No episódio entre os violadores da lei e o governo, se este ceder, amanhã todos poderão desobedecer às decisões judiciais em face do precedente criado, e não só àquelas emanadas do Poder Judiciário, mas às leis do Legislativo e às ordens do Executivo. E, quando isso acontecer, convencido estou de que o caos se instalará, com o fim da democracia.
Brincam as corporações, que têm o monopólio dos serviços públicos, com as garantias democráticas, e podem estar lançando as sementes do fim da liberdade, que, a duras penas, todos lutamos para restabelecer no país.
Mais do que nunca, entendo que os monopólios devem, todos, acabar, muito embora seja favorável a que as privatizações dos serviços públicos sejam feitas no regime jurídico de direito administrativo (concessões, permissões e autorizações -art. 175 da CF) e não do direito privado (artigo 173) para que o governo se alforrie da escravidão que lhe estão impondo as corporações, mas continue com o controle a bem do interesse público.
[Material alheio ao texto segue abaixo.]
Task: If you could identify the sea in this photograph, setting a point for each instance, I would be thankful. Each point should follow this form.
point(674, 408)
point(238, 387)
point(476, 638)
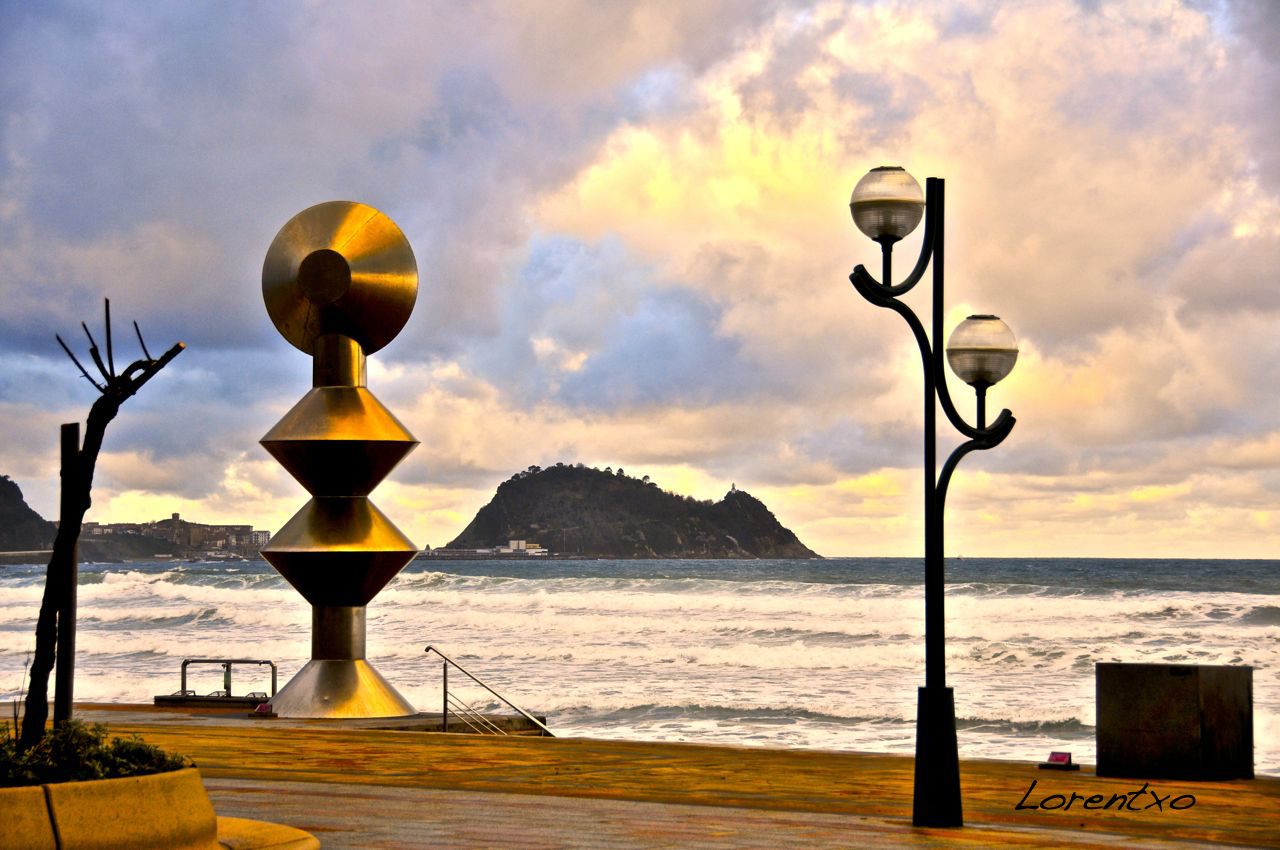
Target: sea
point(823, 654)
Sem obediência à lei, não há democracia. E só há uma interpretação definitiva da lei que a Constituição Federal consagra, que é a do Poder Judiciário. Que todos meditem sobre isso e que o bom senso leve os servidores grevistas a retornarem ao trabalho para depois discutirem suas reivindicações, em um ambiente de respeito mútuo e sem deletérias radicalizações.